Surface-modified nintedanib-loaded solid lipid nanoparticles for effective targeting of non-small cell lung cancer

Abstract

Lung cancer remains a significant global health burden as the second most common and fatal malignancy, with treatment complexities heightened by limited knowledge of inhaler techniques and respiratory challenges, particularly in elderly and pediatric patients. Despite the availability of oral chemotherapeutics like Nintedanib, its clinical efficacy is undermined by suboptimal pharmacokinetics, high systemic toxicity, and low bioavailability. To overcome these limitations, we developed folic acid-conjugated Nintedanib-loaded solid lipid nanoparticles (FA-NIN-SLNPs), which offer targeted therapy with enhanced delivery and reduced adverse effects, potentially improving patient adherence.

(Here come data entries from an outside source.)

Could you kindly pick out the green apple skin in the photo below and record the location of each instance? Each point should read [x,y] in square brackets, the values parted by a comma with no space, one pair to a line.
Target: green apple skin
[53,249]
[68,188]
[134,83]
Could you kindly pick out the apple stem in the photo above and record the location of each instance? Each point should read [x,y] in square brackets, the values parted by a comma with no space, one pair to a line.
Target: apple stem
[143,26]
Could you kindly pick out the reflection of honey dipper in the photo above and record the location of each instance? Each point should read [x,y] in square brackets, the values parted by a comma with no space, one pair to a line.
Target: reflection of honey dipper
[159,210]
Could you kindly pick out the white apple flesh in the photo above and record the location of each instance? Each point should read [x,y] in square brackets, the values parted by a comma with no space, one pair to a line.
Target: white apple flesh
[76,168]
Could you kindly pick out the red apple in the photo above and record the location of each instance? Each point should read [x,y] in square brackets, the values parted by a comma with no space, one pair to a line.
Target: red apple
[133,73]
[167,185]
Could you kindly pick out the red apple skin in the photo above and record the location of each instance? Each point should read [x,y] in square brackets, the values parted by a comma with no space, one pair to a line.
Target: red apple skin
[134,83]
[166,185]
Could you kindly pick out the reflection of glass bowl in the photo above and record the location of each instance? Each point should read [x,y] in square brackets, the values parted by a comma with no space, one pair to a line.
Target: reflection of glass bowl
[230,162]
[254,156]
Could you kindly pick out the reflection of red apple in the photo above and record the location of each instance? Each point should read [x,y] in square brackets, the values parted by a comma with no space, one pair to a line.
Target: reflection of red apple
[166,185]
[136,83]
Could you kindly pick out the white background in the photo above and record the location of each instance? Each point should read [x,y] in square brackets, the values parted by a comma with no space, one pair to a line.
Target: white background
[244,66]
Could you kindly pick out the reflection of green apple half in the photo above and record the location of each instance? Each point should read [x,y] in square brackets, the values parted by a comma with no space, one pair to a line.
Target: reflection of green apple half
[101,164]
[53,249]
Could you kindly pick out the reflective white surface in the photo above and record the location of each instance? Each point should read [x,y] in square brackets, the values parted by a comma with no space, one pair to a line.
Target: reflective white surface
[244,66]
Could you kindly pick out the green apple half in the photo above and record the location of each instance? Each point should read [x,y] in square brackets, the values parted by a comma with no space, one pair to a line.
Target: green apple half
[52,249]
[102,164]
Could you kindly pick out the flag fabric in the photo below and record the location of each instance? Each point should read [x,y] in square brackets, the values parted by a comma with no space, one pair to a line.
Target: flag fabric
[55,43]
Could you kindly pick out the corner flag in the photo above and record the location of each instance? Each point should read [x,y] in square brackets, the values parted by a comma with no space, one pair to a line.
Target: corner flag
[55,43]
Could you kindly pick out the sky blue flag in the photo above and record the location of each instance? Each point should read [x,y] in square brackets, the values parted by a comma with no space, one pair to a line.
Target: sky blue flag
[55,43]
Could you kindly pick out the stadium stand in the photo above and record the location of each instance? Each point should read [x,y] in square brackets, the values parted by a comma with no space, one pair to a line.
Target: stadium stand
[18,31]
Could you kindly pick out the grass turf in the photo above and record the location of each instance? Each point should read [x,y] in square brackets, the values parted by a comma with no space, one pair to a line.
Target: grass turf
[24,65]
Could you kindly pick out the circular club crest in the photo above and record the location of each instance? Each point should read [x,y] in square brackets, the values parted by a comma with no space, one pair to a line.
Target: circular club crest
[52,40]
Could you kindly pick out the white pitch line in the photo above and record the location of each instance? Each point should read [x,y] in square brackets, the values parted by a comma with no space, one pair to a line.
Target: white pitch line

Prepared through a refined nanoprecipitation and self-assembly method, FA-NIN-SLNPs exhibited a particle size of 220.5 ± 6.08 nm, a zeta potential of 32.1 ± 3.05 mV, and an entrapment efficiency of 98.3 ± 0.80 %. In vitro release studies indicated accelerated drug release at acidic tumor pH, with FA-NIN-SLNPs showing significantly enhanced apoptosis (86.65 %) in A549 lung cancer cells versus NIN-SLNPs (67.65 %) and free drug (23.53 %). Cellular uptake assays highlighted its targeted capabilities, while histopathological and hemolysis assessments confirmed its safety profile. In vivo pharmacokinetic and biodistribution studies further demonstrated superior lung-specific accumulation, positioning this nanoformulation as a promising, safer, and more efficacious approach for targeted lung cancer therapy.